3. It is not necessary that the defendant actually enter, into the record, a formal objection to the denial of his motion in limine, as an objection is deemed entered. N.C.G.S. § 8C-1, Rule 103(a)(1) (1992).
4. The trial court did state that it reserved the right to reconsider its rulings in certain situations. There is no indication in this record that any of those situations were presented during the trial.

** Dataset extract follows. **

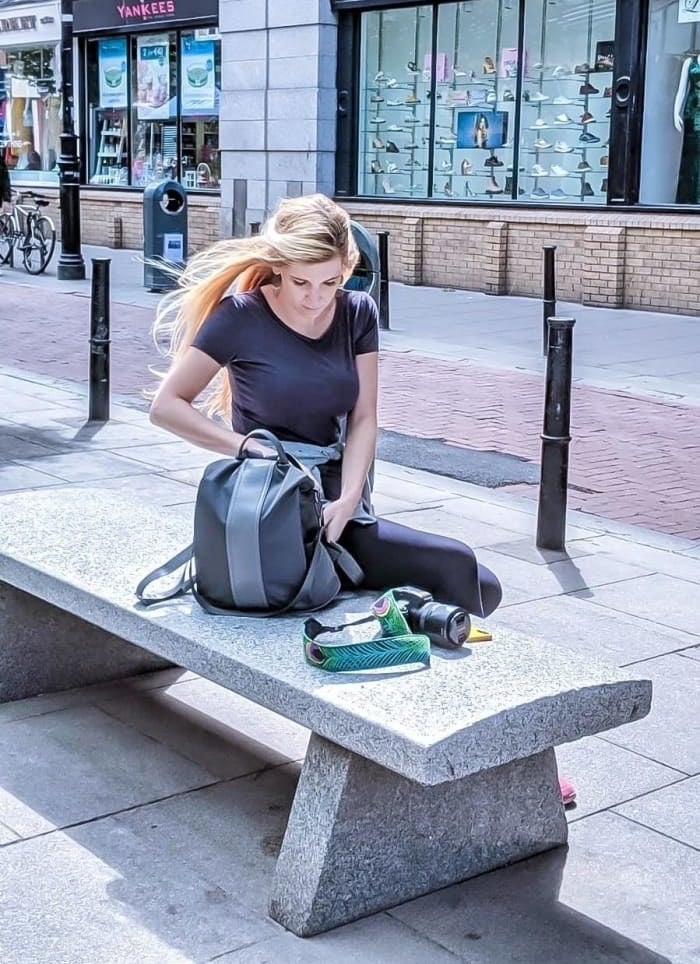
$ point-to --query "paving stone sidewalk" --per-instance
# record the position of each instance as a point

5. We note that the defendant did, after the State had completed the presentation of its evidence and during the defendant's offer of evidence, address the trial court: “With regard to [the hearsay evidence which had been previously admitted] I want to make sure I'm preserving those, and I didn't intend in any way to waive any objections I previously had. I didn't want to keep objecting after the Court had already ruled [at the pre-trial hearing on the motion in limine ].” This conversation the defendant had with the trial court does not constitute an objection to the evidence which had previously been admitted.
WALKER and TIMMONS-GOODSON, JJ., concur.